Hey Ronnie, hope you had luck with the vinyl. Where do you get your touch football jerseys at? I have a customer with a small order (15 shirts) and I'm not having much luck in the under 20 dollar range...any suggestions?


----------



## RC1981 (Apr 9, 2012)

Had great success with them... Ended up using stahls thermo film base an pressing stahls premium plus over top, held up great, they actually ordered more for the fall season.. I ordered blank jerseys from epicsports... Will post a pic asap...


----------



## RC1981 (Apr 9, 2012)

RC1981 said:


> Had great success with them... Ended up using stahls thermo film base an pressing stahls premium plus over top, held up great, they actually ordered more for the fall season.. I ordered blank jerseys from epicsports... Will post a pic asap...
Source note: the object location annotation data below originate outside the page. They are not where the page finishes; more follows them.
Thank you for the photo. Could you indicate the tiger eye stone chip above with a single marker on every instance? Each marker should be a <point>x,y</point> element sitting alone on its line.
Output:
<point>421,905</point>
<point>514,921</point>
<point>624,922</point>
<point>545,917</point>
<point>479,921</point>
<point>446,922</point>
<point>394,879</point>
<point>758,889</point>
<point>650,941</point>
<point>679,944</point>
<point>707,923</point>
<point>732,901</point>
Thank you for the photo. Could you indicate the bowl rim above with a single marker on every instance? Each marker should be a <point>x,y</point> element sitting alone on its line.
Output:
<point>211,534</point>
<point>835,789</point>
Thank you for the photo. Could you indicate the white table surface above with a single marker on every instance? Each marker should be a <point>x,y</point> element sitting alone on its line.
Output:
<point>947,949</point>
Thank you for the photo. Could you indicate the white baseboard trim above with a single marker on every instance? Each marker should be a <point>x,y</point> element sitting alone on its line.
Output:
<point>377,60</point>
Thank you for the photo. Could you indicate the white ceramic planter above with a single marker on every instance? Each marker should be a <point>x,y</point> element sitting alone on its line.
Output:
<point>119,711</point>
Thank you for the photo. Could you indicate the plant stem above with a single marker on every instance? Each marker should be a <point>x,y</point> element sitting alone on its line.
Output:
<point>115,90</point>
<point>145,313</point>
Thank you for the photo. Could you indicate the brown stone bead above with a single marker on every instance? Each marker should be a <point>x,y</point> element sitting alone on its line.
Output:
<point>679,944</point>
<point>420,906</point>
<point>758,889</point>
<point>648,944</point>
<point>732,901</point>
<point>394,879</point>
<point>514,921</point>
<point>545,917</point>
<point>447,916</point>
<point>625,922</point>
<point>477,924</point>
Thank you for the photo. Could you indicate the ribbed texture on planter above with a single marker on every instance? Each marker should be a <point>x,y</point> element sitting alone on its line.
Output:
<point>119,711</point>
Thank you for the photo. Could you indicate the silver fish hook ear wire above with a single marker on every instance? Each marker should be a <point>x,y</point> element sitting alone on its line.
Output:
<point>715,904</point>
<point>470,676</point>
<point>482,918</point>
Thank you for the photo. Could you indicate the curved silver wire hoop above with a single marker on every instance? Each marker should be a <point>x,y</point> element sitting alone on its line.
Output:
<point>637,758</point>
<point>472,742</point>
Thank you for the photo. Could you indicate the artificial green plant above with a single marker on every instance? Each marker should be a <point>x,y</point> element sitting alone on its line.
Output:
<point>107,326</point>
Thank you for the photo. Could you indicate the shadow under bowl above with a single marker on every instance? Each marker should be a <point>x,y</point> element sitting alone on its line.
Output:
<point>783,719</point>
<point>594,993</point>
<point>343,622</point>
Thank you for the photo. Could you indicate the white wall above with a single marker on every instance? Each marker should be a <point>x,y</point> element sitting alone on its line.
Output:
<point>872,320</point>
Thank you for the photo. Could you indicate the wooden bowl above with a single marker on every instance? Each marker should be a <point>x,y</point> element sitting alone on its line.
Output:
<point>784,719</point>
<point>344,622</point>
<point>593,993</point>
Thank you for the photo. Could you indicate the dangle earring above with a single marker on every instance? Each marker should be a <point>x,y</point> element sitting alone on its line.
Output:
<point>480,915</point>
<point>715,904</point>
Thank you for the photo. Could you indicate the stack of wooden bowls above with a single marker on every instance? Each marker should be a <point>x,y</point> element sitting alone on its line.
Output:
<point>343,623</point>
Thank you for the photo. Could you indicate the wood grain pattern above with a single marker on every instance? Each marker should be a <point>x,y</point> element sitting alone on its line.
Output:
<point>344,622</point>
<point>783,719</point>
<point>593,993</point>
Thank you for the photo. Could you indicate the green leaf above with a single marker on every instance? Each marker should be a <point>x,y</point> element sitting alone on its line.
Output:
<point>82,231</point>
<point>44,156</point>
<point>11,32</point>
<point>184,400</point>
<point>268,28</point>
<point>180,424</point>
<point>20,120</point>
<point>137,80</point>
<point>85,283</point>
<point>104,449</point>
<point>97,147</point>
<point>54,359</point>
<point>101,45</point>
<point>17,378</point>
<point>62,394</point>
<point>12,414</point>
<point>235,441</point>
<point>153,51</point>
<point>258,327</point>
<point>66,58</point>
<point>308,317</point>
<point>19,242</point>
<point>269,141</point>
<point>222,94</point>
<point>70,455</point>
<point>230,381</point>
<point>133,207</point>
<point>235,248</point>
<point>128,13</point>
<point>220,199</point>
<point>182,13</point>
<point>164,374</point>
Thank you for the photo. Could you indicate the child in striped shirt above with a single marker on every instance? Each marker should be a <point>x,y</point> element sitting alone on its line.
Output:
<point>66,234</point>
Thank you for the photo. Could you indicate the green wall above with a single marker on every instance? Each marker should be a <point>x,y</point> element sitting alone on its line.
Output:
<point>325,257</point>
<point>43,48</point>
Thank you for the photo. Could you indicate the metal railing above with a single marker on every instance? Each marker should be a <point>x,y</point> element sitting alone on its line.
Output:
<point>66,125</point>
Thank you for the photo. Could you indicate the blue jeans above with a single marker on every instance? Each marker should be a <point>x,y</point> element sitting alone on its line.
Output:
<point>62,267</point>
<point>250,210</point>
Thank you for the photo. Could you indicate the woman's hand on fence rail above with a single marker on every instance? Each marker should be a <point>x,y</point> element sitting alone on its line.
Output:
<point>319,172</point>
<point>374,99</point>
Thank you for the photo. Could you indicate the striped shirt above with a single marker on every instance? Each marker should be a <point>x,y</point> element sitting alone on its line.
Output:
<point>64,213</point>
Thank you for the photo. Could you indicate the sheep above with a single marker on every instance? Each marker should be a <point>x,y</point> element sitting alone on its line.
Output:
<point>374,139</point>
. Don't mind the dirt, game worn, I'm superstitious an don't wash jerseys lol.. but the rest of the team washed their jerseys an had 0 problems... Again was a very physical league, lots of pulling and tugging on the jerseys...


RC1981 said:


> Had great success with them... Ended up using stahls thermo film base an pressing stahls premium plus over top, held up great, they actually ordered more for the fall season.. I ordered blank jerseys from epicsports... Will post a pic asap...


----------



## jschoen (Nov 22, 2008)

What temp do you use on the stahls thermo film on poly?


----------



## RC1981 (Apr 9, 2012)

jschoen said:


> What temp do you use on the stahls thermo film on poly?


330 for 4 seconds... Stahls said to press for 6-8 seconds, but with a layer of premium plus on top I jus pressed long enuff to tack


----------



## sinGN (Oct 12, 2016)

Hi,

magic touch is best for polyester jersey.


----------